今年4月にNEDOの構造材マルチマテリアルシンポジウムで大成プラス(東京)の講演がありました。担当者によれば、もうすぐISO(国際標準化機構)の承認がおりる見込みだと語っていました。その規格とは「樹脂-金属 異種材料複合体の特性評価試験方法」のことです。
異なる素材同士を接合する技術の重要度
会社名は忘れていましたが、異種材料の接合技術と聞いて思い出しました。異種材料接合とはプラスチックと金属のように、異なる材料を接合する技術のことです。
自動車、家電製品などでは多くの種類の金属や樹脂が使われていますが、これら素材の接着は品質、性能、コスト、省エネなどの点で重要な技術なのです。大成プラスがISOに提案したのは、異種接合技術の性能を評価するための試験方法です。
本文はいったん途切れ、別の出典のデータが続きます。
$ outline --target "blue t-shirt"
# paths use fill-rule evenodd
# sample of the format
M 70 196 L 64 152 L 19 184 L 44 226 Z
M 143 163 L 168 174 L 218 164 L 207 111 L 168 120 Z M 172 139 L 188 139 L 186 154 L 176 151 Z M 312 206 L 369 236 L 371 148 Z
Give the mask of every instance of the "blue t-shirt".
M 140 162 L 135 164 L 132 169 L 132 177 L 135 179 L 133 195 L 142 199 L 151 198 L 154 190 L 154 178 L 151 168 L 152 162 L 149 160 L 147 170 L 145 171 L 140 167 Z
この話にはポイントが2つあると思っています。ひとつは、大成プラスが従業員43人のベンチャー企業であるということ。技術を発案し、開発した創業者はすでに経営の第一線から退き、群馬県にあるボタン製造会社のアイリスが経営を担っています。要するに中小企業が国際標準の規格を提案したことがミソなのです。
もうひとつはこの評価試験方法がISO規格として承認される(見込みの段階ですが)までの期間が、提案のための国内協議を始めてから3年半ほどであることです。これは従来の半分程度の時間しかかかっていません。なぜこれほど短縮できたのか、です。
ナノオーダーのくぼみを空けて接合
大成プラスの異種材料接合はシンプルな技術です。アルミニウムやステンレスのような金属の表面に薬剤を使って無数の、ナノオーダーのディンプル(くぼみ)を空けます。これらのディンプルに射出成形で樹脂を流し込み、金属と樹脂をがっちりと接合させるのです。それもかなり強固な接合状態を保てるという内容でした。
私は以前、展示会でこの技術の実演を見たことがあります。それで印象に残っていたのです。どんな実演かというと、ハンマーで樹脂の棒が接合したアルミの板を思い切り叩くのです。がっちり接合している様子を見せるのが目的でした。ハンマーで叩いても樹脂の棒は剥がれることはなく、むしろアルミの板が折れ曲がったことを記憶しています。
大成プラスは2004年のナノテク展で表彰され、一定の評価を得ていました。しかしそれがビジネスに結びつくかどうかは、また別な話なのです。